Joseph Parker has certainly talked the talk in the build-up to his unification fight with fellow heavyweight Anthony Joshua on Saturday. Now, though, the New Zealander must back up his words with actions.

Parker, who boasts an unblemished 24-0 record as a pro, became a world champion in December 2016, claiming the vacant WBO title with a hard-fought points triumph over Andy Ruiz Jr. He has defended the belt twice, beating Razvan Cojanu and Hughie Fury, but now faces the toughest test of his career to date.

Parker must find a way to succeed where 20 other fighters have failed against Joshua, the WBA and IBF champion who has won all of his bouts inside the distance.

So how can the underdog come out on top in Cardiff? Here we look at the tactics Parker might use to cause an upset in front of a sell-out crowd at the Principality Stadium.


Joshua's six-inch reach advantage is an obvious obstacle for Parker, who will understand he cannot avoid shots for the entirety of the bout.

What he can do, however, is make sure he's a tough target to hit and set a high tempo. Forget walking forward in straight lines, the 26-year-old should consider coming in at different angles and be busy throughout.

While Parker has gone 12 rounds on four occasions - including his last three successive outings - the home favourite has only been pushed beyond the seventh twice, meaning slight doubts remain over his stamina.

Can Joshua stay the course? Parker could be the man to provide us with the answer.
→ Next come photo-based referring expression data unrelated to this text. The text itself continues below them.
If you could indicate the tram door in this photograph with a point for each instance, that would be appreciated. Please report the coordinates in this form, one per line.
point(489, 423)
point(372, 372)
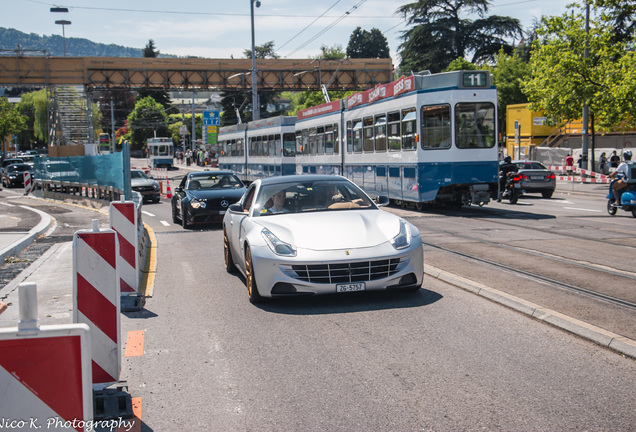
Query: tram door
point(395, 183)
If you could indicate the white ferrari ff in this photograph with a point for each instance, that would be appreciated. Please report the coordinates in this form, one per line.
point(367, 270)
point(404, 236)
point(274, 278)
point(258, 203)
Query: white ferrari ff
point(318, 234)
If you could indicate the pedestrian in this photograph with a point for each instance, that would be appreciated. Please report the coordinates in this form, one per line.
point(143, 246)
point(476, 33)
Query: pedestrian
point(569, 163)
point(602, 163)
point(614, 160)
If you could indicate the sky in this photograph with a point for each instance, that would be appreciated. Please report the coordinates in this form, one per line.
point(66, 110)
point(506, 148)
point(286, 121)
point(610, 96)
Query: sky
point(221, 29)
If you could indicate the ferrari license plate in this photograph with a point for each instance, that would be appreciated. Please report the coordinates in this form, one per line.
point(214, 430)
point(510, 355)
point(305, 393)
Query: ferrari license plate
point(350, 287)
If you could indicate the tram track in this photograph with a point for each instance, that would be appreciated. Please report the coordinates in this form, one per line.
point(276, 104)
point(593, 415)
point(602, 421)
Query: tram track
point(539, 278)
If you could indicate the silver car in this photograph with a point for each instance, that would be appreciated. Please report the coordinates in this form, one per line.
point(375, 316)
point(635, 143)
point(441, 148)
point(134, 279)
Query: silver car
point(316, 234)
point(536, 178)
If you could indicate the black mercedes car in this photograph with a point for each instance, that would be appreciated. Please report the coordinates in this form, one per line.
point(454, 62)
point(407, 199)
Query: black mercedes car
point(204, 196)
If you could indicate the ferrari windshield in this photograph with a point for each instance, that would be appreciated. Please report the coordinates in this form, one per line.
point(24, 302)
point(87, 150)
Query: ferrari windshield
point(311, 196)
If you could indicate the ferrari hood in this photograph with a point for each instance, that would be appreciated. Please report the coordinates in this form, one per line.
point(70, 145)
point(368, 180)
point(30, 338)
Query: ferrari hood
point(333, 230)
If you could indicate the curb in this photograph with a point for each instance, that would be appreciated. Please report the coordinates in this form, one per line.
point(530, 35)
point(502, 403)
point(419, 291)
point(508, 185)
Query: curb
point(19, 245)
point(614, 342)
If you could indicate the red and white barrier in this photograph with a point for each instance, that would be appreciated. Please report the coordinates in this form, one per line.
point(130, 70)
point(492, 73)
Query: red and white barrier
point(96, 299)
point(45, 372)
point(27, 183)
point(123, 219)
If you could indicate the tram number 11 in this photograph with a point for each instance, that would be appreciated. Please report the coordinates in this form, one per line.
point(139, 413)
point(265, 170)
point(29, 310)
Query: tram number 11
point(475, 79)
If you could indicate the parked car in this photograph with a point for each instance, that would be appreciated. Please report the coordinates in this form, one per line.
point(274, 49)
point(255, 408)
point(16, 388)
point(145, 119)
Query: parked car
point(536, 178)
point(13, 175)
point(204, 196)
point(318, 234)
point(146, 186)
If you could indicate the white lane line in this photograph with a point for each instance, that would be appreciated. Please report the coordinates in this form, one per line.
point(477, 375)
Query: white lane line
point(580, 209)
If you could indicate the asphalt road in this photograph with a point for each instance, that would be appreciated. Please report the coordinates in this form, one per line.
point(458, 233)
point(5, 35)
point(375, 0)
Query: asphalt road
point(440, 359)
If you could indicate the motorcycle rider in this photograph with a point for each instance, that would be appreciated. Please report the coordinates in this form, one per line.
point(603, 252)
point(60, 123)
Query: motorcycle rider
point(504, 169)
point(622, 168)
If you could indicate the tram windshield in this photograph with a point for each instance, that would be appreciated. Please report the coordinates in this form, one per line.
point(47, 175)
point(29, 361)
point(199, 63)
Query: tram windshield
point(475, 125)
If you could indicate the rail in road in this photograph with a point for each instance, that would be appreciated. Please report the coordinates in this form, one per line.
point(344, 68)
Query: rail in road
point(580, 265)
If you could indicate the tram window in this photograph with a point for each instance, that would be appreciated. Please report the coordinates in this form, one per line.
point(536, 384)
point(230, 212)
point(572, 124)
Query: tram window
point(312, 140)
point(305, 141)
point(336, 143)
point(289, 144)
point(395, 140)
point(349, 136)
point(409, 129)
point(368, 134)
point(436, 127)
point(380, 133)
point(357, 136)
point(329, 139)
point(320, 140)
point(475, 125)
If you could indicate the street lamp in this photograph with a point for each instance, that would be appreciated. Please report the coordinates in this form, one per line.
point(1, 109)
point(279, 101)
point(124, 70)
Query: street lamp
point(255, 110)
point(63, 23)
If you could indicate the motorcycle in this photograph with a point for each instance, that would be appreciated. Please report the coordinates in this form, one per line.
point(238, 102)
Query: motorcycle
point(626, 201)
point(512, 191)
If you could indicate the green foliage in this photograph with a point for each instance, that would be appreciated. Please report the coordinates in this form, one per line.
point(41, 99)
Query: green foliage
point(34, 106)
point(365, 44)
point(563, 79)
point(147, 118)
point(54, 45)
point(11, 121)
point(334, 52)
point(443, 34)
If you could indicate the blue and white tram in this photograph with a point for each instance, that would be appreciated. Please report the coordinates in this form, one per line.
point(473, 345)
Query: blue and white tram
point(318, 139)
point(425, 138)
point(232, 149)
point(268, 148)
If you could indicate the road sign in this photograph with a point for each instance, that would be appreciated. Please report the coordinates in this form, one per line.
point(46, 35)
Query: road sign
point(211, 118)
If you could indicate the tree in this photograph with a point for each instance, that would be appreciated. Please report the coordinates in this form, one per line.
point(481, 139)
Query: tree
point(365, 44)
point(243, 100)
point(443, 35)
point(157, 94)
point(563, 79)
point(145, 120)
point(11, 121)
point(34, 106)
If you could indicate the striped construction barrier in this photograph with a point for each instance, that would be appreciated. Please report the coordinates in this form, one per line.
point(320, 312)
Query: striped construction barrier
point(96, 299)
point(45, 372)
point(123, 220)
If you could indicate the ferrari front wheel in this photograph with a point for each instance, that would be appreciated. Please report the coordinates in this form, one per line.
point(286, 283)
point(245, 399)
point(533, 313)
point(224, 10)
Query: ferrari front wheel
point(250, 280)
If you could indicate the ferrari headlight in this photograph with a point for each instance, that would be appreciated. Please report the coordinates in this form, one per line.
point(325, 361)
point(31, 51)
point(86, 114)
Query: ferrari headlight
point(278, 246)
point(196, 204)
point(403, 239)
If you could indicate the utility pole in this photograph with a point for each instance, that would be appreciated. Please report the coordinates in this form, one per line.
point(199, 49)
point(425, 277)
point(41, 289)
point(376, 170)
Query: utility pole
point(586, 121)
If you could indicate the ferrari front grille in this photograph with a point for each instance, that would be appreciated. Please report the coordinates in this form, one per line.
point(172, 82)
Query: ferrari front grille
point(346, 272)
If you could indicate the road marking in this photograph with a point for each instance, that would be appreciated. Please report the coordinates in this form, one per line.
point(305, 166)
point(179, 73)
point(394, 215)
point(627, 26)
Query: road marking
point(135, 344)
point(580, 209)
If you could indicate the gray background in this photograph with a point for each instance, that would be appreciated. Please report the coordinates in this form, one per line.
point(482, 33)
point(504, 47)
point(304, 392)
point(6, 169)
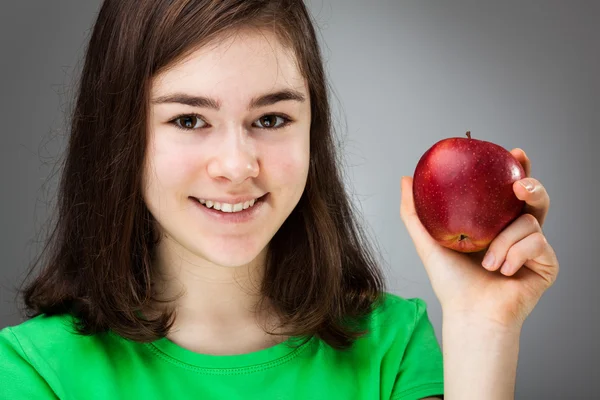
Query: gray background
point(405, 75)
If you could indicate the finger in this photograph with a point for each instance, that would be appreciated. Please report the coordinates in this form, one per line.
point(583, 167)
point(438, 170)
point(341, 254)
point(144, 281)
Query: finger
point(535, 196)
point(520, 155)
point(519, 229)
point(535, 253)
point(421, 238)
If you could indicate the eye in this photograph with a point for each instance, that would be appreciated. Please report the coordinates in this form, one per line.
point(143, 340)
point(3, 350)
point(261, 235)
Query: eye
point(272, 121)
point(188, 122)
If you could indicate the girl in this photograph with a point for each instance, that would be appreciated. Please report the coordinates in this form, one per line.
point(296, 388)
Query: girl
point(206, 248)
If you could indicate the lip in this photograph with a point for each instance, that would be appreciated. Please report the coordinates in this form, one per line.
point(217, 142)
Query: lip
point(243, 216)
point(231, 200)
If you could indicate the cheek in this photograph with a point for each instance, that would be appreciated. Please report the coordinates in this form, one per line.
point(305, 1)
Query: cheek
point(289, 168)
point(170, 169)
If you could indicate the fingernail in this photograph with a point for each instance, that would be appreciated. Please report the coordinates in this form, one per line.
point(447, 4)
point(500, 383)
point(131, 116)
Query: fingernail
point(488, 260)
point(505, 268)
point(527, 184)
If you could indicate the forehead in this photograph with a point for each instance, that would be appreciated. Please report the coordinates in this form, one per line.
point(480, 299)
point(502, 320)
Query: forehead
point(234, 67)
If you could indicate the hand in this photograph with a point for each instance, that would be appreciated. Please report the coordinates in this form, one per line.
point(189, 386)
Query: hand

Parker believes his chin can cope with whatever comes his way, but you stand and trade with Joshua at your peril. However, that is not to say fighting on the counter makes a whole lot of sense either, as that approach would only encourage a heavy-handed hitter to dictate proceedings.

The Kiwi instead must find the right balance in his approach. Be aggressive but make sure the attacks are calculated.
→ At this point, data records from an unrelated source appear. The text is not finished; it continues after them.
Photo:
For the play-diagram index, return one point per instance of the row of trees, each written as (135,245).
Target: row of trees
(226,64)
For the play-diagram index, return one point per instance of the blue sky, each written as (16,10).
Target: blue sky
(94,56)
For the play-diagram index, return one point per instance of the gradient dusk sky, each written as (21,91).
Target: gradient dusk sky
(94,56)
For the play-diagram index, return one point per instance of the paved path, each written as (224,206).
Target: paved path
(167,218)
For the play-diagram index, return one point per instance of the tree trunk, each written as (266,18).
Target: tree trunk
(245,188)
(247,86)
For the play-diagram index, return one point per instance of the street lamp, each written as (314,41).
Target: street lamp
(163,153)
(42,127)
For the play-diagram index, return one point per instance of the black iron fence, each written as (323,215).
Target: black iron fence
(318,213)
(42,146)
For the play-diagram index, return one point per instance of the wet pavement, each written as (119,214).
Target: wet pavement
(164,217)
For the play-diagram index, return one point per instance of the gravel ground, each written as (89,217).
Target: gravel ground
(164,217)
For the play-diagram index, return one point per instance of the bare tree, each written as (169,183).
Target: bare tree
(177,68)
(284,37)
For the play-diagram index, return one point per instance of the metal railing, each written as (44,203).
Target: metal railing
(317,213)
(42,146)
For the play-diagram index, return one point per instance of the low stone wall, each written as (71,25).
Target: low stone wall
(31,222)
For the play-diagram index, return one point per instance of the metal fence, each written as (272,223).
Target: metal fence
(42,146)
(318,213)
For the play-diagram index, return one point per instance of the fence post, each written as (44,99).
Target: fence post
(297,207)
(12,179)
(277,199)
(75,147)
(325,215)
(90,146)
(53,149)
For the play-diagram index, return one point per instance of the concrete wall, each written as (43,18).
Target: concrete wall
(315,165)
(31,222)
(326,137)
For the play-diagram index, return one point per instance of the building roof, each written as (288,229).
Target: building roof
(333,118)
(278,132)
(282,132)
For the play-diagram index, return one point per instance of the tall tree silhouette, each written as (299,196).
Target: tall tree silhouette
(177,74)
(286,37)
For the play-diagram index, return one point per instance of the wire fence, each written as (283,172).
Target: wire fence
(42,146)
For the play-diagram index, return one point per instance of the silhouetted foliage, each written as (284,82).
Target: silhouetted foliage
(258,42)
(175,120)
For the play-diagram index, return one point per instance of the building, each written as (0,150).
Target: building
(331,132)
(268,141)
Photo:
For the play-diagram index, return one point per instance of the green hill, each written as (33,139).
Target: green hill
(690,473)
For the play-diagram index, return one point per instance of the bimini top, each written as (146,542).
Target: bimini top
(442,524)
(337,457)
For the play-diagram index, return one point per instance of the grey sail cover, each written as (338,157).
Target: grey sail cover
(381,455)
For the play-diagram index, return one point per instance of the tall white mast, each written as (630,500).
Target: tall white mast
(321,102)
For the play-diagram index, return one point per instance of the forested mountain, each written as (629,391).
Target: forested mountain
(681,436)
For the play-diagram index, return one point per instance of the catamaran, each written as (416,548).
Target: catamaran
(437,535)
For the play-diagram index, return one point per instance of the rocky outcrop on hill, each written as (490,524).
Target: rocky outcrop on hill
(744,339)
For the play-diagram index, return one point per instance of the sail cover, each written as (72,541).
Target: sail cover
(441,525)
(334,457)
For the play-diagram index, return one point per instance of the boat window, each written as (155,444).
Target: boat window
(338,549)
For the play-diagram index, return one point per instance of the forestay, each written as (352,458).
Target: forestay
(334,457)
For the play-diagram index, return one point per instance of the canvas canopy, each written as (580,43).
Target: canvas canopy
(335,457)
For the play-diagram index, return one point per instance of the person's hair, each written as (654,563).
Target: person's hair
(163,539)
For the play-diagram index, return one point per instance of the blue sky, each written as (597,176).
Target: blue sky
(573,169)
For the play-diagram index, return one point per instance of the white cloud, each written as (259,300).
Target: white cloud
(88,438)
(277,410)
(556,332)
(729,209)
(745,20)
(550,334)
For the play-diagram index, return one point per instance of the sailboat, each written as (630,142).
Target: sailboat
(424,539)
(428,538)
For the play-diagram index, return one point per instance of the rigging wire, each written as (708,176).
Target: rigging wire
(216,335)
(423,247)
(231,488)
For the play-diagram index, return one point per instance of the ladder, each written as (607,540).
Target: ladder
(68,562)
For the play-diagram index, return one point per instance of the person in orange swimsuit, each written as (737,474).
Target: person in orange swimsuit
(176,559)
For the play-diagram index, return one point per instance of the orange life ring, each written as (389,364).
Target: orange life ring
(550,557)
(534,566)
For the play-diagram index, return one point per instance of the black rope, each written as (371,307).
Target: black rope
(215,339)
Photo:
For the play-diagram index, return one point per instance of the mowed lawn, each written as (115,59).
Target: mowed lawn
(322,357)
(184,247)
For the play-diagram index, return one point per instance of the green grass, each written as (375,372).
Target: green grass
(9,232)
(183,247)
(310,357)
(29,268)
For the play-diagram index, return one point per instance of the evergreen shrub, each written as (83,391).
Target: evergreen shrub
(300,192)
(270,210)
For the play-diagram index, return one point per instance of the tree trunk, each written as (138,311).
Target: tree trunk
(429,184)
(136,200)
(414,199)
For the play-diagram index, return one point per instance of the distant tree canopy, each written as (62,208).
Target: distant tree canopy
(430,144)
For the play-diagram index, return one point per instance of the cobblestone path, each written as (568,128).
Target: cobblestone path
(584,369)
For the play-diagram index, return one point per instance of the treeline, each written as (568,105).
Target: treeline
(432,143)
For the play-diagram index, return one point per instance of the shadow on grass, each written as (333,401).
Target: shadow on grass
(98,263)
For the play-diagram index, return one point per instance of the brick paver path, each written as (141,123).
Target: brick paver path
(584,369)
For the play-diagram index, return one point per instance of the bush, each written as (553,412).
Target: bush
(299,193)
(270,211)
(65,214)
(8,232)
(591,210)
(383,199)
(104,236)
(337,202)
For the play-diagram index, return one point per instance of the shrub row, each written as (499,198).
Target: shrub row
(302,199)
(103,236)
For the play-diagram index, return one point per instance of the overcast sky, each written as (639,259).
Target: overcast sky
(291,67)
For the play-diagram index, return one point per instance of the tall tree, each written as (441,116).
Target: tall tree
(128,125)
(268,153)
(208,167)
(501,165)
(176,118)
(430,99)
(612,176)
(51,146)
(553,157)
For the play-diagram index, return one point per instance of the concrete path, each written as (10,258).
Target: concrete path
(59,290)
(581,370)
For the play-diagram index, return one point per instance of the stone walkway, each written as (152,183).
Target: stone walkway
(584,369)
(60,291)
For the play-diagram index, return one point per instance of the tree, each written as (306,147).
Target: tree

Having undergone surgery to correct an issue with both elbows, he should utilise the jab, a shot Wladimir Klitschko used with some success against AJ, to set the table for power shots.


Joshua has conquered all who have stood before him so far, but that doesn't make him unbeatable. The 2012 Olympic gold medallist was hurt by domestic rival Dillian Whyte and the seasoned Klitschko, albeit he came through choppy waters to triumph on both occasions.
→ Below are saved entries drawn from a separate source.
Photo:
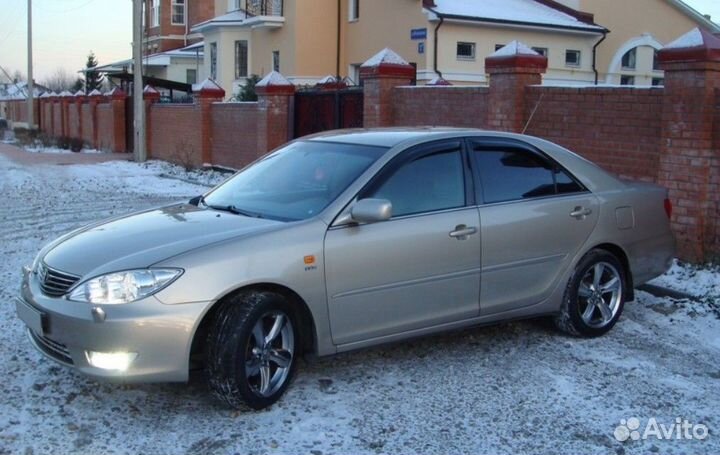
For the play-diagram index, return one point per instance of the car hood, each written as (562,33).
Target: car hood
(143,239)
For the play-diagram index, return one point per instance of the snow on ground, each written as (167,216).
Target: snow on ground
(43,149)
(513,388)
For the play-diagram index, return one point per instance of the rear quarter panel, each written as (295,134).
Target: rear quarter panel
(634,219)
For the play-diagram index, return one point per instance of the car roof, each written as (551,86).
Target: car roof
(387,137)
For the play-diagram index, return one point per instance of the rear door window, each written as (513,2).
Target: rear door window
(512,174)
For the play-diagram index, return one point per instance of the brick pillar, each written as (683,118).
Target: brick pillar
(276,96)
(94,98)
(150,97)
(42,105)
(689,160)
(206,93)
(65,99)
(53,101)
(511,69)
(79,99)
(117,109)
(380,75)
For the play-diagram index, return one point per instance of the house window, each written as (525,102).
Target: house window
(629,59)
(627,80)
(656,61)
(572,58)
(353,10)
(178,12)
(154,13)
(213,61)
(465,51)
(241,59)
(276,61)
(191,76)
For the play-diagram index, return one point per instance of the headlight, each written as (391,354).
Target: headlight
(124,287)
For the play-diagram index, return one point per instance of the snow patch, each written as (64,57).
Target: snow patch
(693,38)
(514,48)
(274,78)
(387,56)
(207,84)
(510,10)
(327,80)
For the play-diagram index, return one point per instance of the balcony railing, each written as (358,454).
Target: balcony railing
(264,7)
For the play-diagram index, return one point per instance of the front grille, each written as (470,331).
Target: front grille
(53,282)
(57,351)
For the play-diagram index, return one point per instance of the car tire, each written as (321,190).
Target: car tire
(594,297)
(251,350)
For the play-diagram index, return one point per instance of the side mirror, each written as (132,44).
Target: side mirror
(371,210)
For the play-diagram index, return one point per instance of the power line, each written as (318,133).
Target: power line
(68,10)
(12,27)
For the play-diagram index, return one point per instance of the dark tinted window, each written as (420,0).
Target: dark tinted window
(433,182)
(565,183)
(510,175)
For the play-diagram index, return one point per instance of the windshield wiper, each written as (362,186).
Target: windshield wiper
(232,209)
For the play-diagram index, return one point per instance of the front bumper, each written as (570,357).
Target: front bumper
(65,331)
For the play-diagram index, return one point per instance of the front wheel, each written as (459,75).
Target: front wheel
(594,297)
(251,350)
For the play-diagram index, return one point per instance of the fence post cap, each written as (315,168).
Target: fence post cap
(515,57)
(387,63)
(274,84)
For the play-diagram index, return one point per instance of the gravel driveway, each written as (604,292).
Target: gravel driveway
(513,388)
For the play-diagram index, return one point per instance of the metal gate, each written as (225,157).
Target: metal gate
(322,109)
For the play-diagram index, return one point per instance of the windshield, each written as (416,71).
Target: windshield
(296,182)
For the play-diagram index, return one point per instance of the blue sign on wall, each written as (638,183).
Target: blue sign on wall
(418,34)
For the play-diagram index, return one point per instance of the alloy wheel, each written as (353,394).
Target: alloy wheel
(269,353)
(600,294)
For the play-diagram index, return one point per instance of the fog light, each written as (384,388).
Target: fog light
(117,361)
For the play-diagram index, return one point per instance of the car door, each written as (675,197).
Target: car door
(418,269)
(535,216)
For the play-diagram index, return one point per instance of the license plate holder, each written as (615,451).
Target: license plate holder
(33,318)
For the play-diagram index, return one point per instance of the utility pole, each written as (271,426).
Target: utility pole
(31,107)
(138,104)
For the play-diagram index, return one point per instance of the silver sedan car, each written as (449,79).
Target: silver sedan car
(342,241)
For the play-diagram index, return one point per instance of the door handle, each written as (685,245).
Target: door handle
(580,213)
(462,232)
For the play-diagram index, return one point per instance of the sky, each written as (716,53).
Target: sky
(65,31)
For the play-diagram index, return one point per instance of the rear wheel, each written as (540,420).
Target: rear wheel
(251,350)
(594,297)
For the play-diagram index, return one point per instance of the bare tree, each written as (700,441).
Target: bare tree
(60,80)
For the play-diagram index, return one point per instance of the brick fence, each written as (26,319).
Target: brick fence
(667,135)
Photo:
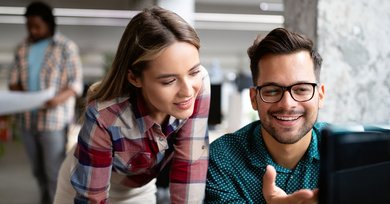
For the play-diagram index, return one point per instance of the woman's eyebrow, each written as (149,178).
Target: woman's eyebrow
(162,76)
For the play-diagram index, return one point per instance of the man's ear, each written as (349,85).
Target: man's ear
(134,80)
(253,95)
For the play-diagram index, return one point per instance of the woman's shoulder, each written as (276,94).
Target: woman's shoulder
(113,106)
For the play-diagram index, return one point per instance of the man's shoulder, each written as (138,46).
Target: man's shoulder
(63,41)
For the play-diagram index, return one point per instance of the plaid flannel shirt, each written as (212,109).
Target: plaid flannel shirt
(119,136)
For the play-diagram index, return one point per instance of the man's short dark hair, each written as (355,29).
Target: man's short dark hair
(44,11)
(281,41)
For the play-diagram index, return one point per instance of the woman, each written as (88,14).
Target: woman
(151,108)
Klitschko landed a straight right that dropped the Brit in the sixth round of their contest in April 2017, yet failed to capitalise on the opportunity with his rival seemingly a sitting duck.

The Ukrainian admitted in the aftermath that he had let Joshua off the hook, believing his younger foe was running on empty. Instead, the younger man rallied before forcing a stoppage of his own in the 11th round.

If Parker can find the weak spot on Joshua, he must cash in. If that means emptying the tank trying to force a stoppage, so be it. Opportunities to beat Joshua are hard to come by - regrets linger long after you've left the ring, so be brave and go for broke.